There may be a reason we see a man, rather than a maiden, in the moon. When people spot facelike patterns in inanimate objects, those faces are more likely to be perceived as male than female, researchers report in the Feb. 1 Proceedings of the National Academy of Sciences.
In experiments with over 3,800 U.S. adults recruited online, participants reviewed about 250 photos of illusory faces — in objects from potatoes to suitcases — and labeled each one as male, female or neutral. Faces were deemed male about four times as often as they were female. Both male and female participants showed that bias, with about 80 percent of participants labeling more images male than female. Only 3 percent judged more to be female than male. The remaining 17 percent of respondents were fairly evenhanded in their labels.

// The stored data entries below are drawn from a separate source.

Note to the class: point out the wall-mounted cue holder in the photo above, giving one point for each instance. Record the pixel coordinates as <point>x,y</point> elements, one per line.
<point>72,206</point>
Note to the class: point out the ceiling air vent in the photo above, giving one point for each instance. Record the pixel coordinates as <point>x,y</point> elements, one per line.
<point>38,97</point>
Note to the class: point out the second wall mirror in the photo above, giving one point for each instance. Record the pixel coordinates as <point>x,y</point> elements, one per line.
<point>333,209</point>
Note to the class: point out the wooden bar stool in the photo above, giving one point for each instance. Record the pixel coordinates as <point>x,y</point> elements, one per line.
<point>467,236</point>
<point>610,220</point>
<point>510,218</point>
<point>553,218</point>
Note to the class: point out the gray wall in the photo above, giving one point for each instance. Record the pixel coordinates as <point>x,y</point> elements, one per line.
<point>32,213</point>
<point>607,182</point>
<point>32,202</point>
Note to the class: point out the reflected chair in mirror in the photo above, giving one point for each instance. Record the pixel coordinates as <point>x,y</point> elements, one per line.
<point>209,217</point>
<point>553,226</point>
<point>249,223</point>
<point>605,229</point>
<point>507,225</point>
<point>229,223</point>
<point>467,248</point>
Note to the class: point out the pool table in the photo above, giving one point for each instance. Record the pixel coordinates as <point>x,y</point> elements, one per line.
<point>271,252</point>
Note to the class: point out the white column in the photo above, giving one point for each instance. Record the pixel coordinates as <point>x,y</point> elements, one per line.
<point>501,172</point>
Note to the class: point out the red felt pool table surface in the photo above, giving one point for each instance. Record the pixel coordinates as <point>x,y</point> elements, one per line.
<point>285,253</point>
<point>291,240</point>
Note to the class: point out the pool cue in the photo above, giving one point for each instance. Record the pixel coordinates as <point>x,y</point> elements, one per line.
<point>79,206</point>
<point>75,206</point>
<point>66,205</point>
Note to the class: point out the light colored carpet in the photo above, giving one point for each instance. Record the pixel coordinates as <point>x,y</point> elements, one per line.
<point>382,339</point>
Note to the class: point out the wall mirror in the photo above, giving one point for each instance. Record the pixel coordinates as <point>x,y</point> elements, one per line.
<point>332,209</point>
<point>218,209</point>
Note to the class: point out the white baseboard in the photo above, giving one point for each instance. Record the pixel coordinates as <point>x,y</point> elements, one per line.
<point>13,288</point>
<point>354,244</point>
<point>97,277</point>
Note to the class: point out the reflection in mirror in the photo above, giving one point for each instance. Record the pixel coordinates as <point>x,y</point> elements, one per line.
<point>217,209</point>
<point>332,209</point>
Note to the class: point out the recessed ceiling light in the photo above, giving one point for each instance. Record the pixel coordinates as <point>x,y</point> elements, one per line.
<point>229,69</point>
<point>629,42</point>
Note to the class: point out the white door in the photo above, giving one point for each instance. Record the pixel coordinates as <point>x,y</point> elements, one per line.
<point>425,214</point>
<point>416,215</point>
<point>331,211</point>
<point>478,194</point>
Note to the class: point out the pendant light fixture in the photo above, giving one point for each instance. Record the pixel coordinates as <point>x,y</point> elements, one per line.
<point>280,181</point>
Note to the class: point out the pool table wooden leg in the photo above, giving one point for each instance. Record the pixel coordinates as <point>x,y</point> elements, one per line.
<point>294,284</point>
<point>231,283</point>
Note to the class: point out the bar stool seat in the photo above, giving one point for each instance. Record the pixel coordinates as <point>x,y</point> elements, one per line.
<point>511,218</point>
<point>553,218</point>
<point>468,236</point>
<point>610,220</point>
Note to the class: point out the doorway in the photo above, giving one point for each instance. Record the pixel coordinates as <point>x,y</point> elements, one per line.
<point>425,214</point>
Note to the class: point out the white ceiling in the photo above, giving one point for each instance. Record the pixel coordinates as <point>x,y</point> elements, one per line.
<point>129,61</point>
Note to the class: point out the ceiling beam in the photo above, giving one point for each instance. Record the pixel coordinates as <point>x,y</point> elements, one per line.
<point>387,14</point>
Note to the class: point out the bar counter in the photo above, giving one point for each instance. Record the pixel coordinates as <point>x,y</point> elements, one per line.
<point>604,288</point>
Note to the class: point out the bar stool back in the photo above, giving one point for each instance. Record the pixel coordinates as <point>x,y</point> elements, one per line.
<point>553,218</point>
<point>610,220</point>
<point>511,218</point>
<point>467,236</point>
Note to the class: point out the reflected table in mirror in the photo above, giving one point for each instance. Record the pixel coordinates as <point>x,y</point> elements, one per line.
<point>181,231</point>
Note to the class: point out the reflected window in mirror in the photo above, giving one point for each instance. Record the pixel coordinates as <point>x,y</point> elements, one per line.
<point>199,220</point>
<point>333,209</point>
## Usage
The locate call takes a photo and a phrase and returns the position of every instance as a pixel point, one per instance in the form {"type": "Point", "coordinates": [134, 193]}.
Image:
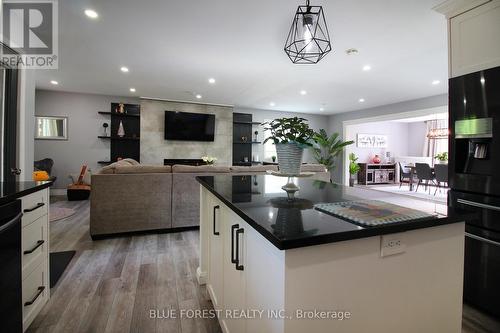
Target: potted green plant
{"type": "Point", "coordinates": [442, 157]}
{"type": "Point", "coordinates": [291, 136]}
{"type": "Point", "coordinates": [353, 168]}
{"type": "Point", "coordinates": [328, 148]}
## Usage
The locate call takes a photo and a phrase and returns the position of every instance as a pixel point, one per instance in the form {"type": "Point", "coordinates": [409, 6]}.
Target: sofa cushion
{"type": "Point", "coordinates": [179, 168]}
{"type": "Point", "coordinates": [141, 168]}
{"type": "Point", "coordinates": [313, 168]}
{"type": "Point", "coordinates": [253, 168]}
{"type": "Point", "coordinates": [129, 165]}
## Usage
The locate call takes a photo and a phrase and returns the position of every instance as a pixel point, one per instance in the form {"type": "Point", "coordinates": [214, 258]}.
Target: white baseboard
{"type": "Point", "coordinates": [57, 191]}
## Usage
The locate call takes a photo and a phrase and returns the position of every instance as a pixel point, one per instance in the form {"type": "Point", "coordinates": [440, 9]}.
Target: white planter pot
{"type": "Point", "coordinates": [289, 157]}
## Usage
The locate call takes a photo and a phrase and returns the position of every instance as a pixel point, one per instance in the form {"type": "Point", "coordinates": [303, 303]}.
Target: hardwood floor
{"type": "Point", "coordinates": [112, 284]}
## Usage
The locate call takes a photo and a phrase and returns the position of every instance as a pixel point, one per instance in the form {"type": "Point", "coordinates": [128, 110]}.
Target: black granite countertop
{"type": "Point", "coordinates": [12, 190]}
{"type": "Point", "coordinates": [260, 201]}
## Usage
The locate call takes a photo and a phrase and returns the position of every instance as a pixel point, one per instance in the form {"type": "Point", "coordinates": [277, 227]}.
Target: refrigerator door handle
{"type": "Point", "coordinates": [482, 239]}
{"type": "Point", "coordinates": [477, 204]}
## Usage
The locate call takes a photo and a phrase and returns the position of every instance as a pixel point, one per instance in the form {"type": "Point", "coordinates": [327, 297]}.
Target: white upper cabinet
{"type": "Point", "coordinates": [474, 35]}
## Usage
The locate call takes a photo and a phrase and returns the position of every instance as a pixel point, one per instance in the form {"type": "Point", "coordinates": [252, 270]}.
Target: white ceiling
{"type": "Point", "coordinates": [173, 47]}
{"type": "Point", "coordinates": [436, 116]}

In follow-up experiments, participants did not show the same bias toward images of the same kinds of objects without illusory faces. That finding helped rule out the possibility that participants viewed something about the underlying objects as masculine or feminine. Computer models that scoured the illusory face photos for stereotypically masculine or feminine elements — such as more angular or curved features (SN: 6/29/01) — couldn’t explain the bias, either.
“There’s this asymmetry in our perception,” says study author Susan Wardle, a cognitive neuroscientist at the National Institutes of Health in Bethesda, Md. Given the most basic pattern of a face, as is seen in illusory faces, “we’re more likely to see it as male, and it requires additional features to see it as female,” Wardle says. She points to the fact that female emojis and Lego characters are often distinguished from their male counterparts by the addition of bigger lips, longer lashes or other feminizing features.

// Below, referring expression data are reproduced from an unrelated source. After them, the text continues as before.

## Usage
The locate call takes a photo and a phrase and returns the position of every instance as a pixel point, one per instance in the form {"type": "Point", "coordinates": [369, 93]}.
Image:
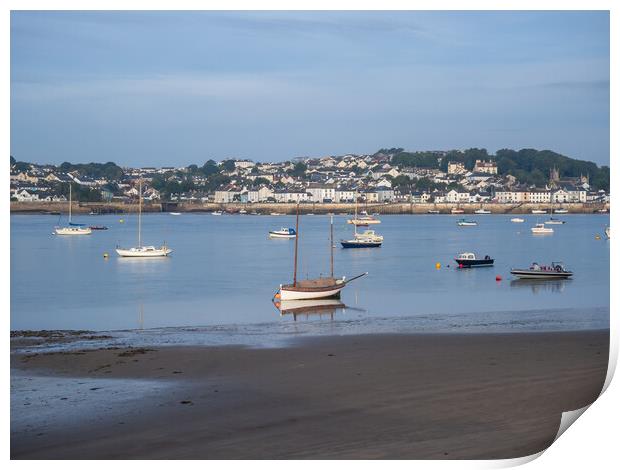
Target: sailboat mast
{"type": "Point", "coordinates": [296, 240]}
{"type": "Point", "coordinates": [140, 214]}
{"type": "Point", "coordinates": [331, 245]}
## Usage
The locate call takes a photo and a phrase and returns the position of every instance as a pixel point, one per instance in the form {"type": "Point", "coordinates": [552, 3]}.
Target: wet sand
{"type": "Point", "coordinates": [356, 397]}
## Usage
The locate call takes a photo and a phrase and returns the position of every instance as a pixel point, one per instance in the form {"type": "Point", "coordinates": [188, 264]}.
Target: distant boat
{"type": "Point", "coordinates": [322, 287]}
{"type": "Point", "coordinates": [469, 260]}
{"type": "Point", "coordinates": [141, 251]}
{"type": "Point", "coordinates": [466, 223]}
{"type": "Point", "coordinates": [536, 271]}
{"type": "Point", "coordinates": [72, 228]}
{"type": "Point", "coordinates": [541, 229]}
{"type": "Point", "coordinates": [283, 233]}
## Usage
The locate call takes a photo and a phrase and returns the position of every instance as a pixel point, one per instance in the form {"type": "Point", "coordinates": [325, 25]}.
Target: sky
{"type": "Point", "coordinates": [175, 88]}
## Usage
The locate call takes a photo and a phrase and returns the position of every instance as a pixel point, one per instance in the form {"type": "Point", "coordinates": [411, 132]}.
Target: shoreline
{"type": "Point", "coordinates": [450, 396]}
{"type": "Point", "coordinates": [308, 208]}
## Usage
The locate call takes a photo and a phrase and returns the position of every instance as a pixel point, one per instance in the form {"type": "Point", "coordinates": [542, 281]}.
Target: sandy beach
{"type": "Point", "coordinates": [458, 396]}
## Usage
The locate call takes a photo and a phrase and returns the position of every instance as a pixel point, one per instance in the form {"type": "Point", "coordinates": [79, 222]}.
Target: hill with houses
{"type": "Point", "coordinates": [388, 175]}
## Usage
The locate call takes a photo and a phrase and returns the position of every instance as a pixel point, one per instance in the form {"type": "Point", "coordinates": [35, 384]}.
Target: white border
{"type": "Point", "coordinates": [591, 443]}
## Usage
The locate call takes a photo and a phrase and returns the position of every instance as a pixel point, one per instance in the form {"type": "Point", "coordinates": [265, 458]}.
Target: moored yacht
{"type": "Point", "coordinates": [536, 271]}
{"type": "Point", "coordinates": [541, 229]}
{"type": "Point", "coordinates": [283, 233]}
{"type": "Point", "coordinates": [470, 260]}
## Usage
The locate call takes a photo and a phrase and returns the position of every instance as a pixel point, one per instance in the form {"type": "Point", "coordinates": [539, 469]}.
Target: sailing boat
{"type": "Point", "coordinates": [366, 239]}
{"type": "Point", "coordinates": [72, 228]}
{"type": "Point", "coordinates": [321, 288]}
{"type": "Point", "coordinates": [143, 251]}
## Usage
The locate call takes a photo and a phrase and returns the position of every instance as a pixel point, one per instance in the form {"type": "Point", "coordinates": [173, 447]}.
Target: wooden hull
{"type": "Point", "coordinates": [305, 293]}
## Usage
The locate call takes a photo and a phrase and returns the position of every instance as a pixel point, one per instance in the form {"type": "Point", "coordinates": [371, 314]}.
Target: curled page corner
{"type": "Point", "coordinates": [568, 418]}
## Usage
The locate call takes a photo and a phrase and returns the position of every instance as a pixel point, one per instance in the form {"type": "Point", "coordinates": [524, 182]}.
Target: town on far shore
{"type": "Point", "coordinates": [387, 176]}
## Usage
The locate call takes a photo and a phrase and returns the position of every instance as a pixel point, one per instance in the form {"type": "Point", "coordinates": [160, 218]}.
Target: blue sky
{"type": "Point", "coordinates": [174, 88]}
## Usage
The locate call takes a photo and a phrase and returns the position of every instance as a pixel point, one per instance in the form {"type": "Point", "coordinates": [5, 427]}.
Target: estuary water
{"type": "Point", "coordinates": [224, 271]}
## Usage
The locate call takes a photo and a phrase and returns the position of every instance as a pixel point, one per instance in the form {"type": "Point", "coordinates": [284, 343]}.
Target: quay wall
{"type": "Point", "coordinates": [305, 208]}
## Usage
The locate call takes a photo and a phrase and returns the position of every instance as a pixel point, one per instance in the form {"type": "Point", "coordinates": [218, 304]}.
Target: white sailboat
{"type": "Point", "coordinates": [320, 288]}
{"type": "Point", "coordinates": [143, 251]}
{"type": "Point", "coordinates": [72, 229]}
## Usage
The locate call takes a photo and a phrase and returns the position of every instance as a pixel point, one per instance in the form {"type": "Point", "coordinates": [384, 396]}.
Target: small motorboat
{"type": "Point", "coordinates": [541, 229]}
{"type": "Point", "coordinates": [469, 260]}
{"type": "Point", "coordinates": [466, 223]}
{"type": "Point", "coordinates": [366, 239]}
{"type": "Point", "coordinates": [536, 271]}
{"type": "Point", "coordinates": [283, 233]}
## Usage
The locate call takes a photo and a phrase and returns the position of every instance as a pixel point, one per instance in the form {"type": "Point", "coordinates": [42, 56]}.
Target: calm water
{"type": "Point", "coordinates": [224, 271]}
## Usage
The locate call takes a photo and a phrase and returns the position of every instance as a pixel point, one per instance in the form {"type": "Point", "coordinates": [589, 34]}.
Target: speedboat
{"type": "Point", "coordinates": [536, 271]}
{"type": "Point", "coordinates": [541, 229]}
{"type": "Point", "coordinates": [283, 233]}
{"type": "Point", "coordinates": [367, 239]}
{"type": "Point", "coordinates": [466, 223]}
{"type": "Point", "coordinates": [469, 260]}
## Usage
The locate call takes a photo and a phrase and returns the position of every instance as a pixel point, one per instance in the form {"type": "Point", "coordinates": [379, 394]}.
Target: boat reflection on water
{"type": "Point", "coordinates": [308, 308]}
{"type": "Point", "coordinates": [550, 285]}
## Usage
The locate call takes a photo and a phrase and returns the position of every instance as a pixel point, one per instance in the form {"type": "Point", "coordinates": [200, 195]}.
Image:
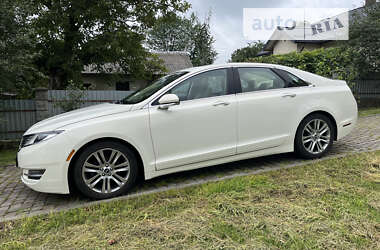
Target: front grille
{"type": "Point", "coordinates": [33, 174]}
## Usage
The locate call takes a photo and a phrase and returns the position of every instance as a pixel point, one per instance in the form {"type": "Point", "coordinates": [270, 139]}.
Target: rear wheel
{"type": "Point", "coordinates": [105, 170]}
{"type": "Point", "coordinates": [314, 137]}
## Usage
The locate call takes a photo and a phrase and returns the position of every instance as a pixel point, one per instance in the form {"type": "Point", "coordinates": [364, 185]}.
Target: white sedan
{"type": "Point", "coordinates": [189, 119]}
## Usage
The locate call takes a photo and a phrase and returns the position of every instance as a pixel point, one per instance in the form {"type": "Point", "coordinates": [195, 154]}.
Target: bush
{"type": "Point", "coordinates": [334, 63]}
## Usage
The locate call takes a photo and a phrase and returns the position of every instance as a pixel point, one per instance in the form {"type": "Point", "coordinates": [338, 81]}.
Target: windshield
{"type": "Point", "coordinates": [149, 90]}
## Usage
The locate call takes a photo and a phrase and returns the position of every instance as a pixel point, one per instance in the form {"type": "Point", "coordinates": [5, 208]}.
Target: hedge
{"type": "Point", "coordinates": [334, 63]}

It’s not yet clear why people perceive the basic structure of a face as male by default, Wardle says. But in a more recent study, she and her colleagues found the same gender bias in grade school kids as young as about 5 — suggesting it arises early in life.
“I was not surprised that people would assign gender to illusory faces,” says Sheng He, a cognitive neuroscientist at the Chinese Academy of Sciences in Beijing who was not involved in the research. He was, however, surprised by the strength of the gender bias that Wardle’s team discovered and wonders whether people living in matriarchal societies would show the same — or perhaps the opposite — bias in their reading of faces.